I’ve long made it clear that I appreciate Kickstarter projects not only for their content but also for their execution. I’ve pledged at low levels to follow along with ideas or to see how the process went. (One example of this was the Veronica Mars movie, although I was somewhat interested in the content there; still, my pledge didn’t earn me the movie.)
I think my writing (either here or in comments on other blogs/projects) also revealed my initial enthusiasm for stretch goals. They seemed like a fun part of the project, a way you could interact with an audience and really push the limits of what you could make with a project. (I think Project Eternity was the project I most enjoyed following, the project I spent the most on, and the project that was most successful at using stretch goals to raise cash.)
So I was a bit confused when Massive Chalice declined to stretch their goals (although they did offer to do more “Teamstream” livecasts once they hit somewhere around $1 or $1.5 million, I think).
It all makes sense now that Mighty No. 9 has come to a close. The constant updates have really deflated my interest in each individual post, so much so that I have yet to watch the first few episodes of the documentary or listen to any of the podcasts…and those are two things that I normally love. The 2PP documentaries for Broken Age are instant appointment viewing whenever the project updates.
For those that didn’t follow, here’s how the project worked: each day they added a different “type” of update each day. Video updates on one day, fan art featured another, podcasts on the next. One for each weekday, and occasionally weekend announcements. And these were not short updates. They were very lengthy. I generally scrolled through them to see what was up, but they definitely began to grate on me as the project went on. Surely, I thought, this is not going to be an effective way to raise money.
I’ve been proven wrong. The project managed to raise $3.8 million, over $4 million if you add PayPal contributions, putting it in on the Mt. Rushmore of Kickstarter video game projects with Torment, Project Eternity, and the Double Fine Adventure. (I’m not including Ouya and Bones, as they are games but not video games.)

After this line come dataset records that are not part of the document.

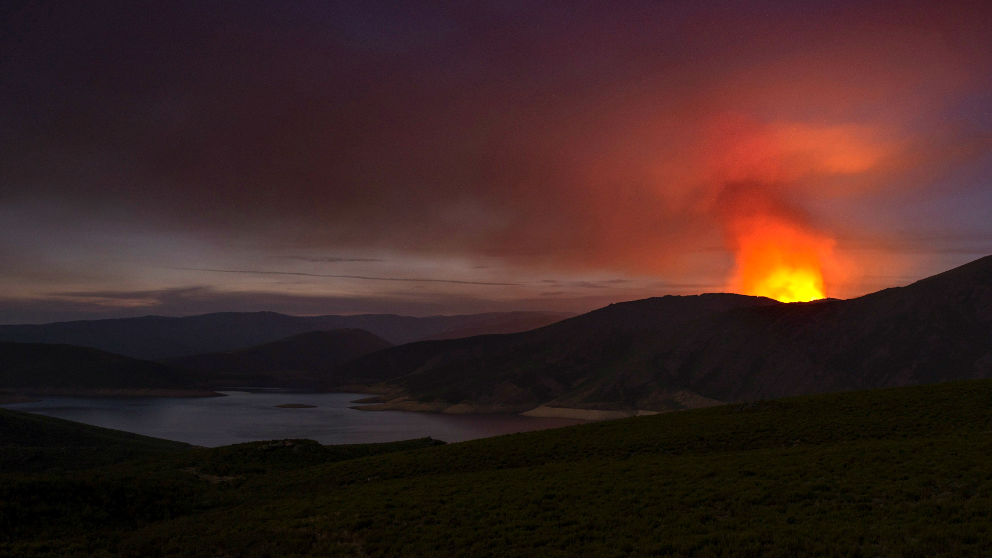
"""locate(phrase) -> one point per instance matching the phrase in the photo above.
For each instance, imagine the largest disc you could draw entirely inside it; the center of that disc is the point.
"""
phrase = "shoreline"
(34, 394)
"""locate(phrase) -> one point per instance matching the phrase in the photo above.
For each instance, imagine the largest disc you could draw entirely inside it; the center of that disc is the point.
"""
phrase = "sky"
(428, 158)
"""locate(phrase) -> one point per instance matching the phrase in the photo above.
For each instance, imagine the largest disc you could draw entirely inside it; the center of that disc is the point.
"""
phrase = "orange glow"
(778, 259)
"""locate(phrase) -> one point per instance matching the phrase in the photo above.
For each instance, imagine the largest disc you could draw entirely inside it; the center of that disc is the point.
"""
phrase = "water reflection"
(247, 416)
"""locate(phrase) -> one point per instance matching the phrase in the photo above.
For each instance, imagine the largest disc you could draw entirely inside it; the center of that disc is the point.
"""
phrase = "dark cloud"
(195, 300)
(342, 276)
(539, 138)
(330, 259)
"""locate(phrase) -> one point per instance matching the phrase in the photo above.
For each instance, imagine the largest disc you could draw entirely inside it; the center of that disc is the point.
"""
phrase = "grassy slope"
(887, 472)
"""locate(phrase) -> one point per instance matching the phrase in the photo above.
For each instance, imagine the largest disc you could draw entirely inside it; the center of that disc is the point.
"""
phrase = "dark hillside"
(892, 472)
(304, 360)
(64, 369)
(160, 337)
(677, 352)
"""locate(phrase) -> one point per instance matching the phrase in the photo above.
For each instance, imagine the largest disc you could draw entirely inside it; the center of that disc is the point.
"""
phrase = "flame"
(779, 259)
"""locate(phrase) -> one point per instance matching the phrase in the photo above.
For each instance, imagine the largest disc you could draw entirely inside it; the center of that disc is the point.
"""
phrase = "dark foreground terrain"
(894, 472)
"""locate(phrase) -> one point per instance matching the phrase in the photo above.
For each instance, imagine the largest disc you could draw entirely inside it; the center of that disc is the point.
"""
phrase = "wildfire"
(778, 259)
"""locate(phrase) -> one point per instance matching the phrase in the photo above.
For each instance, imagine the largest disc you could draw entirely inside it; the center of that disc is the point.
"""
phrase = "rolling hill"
(891, 472)
(160, 337)
(669, 353)
(64, 369)
(302, 361)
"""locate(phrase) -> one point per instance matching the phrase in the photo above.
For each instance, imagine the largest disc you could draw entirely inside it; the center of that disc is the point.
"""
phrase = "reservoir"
(244, 416)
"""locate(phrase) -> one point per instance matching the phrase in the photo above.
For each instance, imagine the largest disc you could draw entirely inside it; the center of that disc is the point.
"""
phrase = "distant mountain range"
(158, 337)
(674, 352)
(38, 368)
(651, 355)
(306, 360)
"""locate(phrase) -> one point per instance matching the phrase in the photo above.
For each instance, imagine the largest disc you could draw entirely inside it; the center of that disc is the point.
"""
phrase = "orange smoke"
(776, 258)
(765, 172)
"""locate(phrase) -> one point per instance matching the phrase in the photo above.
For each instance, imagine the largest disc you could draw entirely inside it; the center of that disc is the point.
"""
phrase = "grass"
(895, 472)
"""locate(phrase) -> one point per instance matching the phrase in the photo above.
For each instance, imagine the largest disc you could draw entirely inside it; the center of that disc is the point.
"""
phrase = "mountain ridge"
(668, 353)
(162, 337)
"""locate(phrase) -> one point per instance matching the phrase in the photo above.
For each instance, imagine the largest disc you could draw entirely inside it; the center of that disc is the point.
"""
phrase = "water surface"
(249, 416)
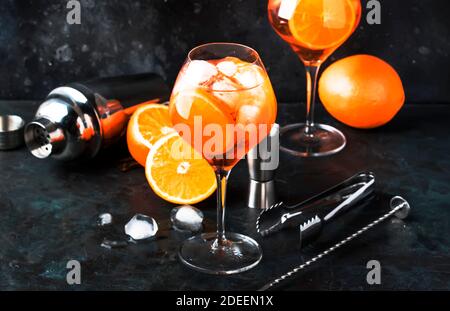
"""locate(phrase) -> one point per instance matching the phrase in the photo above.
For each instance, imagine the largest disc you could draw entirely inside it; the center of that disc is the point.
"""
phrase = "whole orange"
(361, 91)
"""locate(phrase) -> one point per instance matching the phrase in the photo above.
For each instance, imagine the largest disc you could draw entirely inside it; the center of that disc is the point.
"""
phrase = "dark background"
(39, 50)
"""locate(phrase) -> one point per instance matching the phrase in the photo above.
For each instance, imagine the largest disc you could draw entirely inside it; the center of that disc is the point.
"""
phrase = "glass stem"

The moral of the story is that this wasn’t a project for me. I’ve just never been a huge fan of Mega Man, but I do like following projects and I have an interest in video games/translation/Japan/Kickstarter IN Japan. There was clearly a market for updates at this torrid pace, and they succeeded well. They knew their fanbase and Kickstarted appropriately. Perhaps a less enthusiastic fanbase would have been turned off by such frequent updates. Interesting to think about.
Another interesting thing to note about this project is how they approached the Japanese audience. The Mighty No. 9 team did an INCREDIBLE job here. If you haven’t seen it yet, here are images:
As you can see, they basically recreated the Kickstarter page in Japanese on their own website and explained, in Japanese, how to pledge. They even replicated the right-hand sidebar with pledge levels:
I’m impressed. They had a lot of really excellent help on the English side of things (notably 2PP and 8-4, Ltd., a really solid translation/localization studio), but they were slightly handicapped by the lack of a Japanese version of the site and they totally overcame the difficulty.
I think this shows the incredible potential for Kickstarter in Japan. I would be surprised and disappointed if there is not a Japanese version of Kickstarter within the next few years. It’s a huge, huge market with lots of creative types and interesting payment systems. Just a quick example: I used to make payments for Amazon Japan purchases at my local 7-11 or other convenience stores by printing a payment slip or simply by providing the cashier with an order number. I’m not sure if that would work in this case—the Kickstarter model depends heavily on being able to “swipe” a credit card and ensure future payment—but they are definitely worth looking into.
I can’t wait to see what happens, and it makes me viscerally ecstatic to think about backing the creative projects of random Japanese people. I have a slight interest in Japan, you see.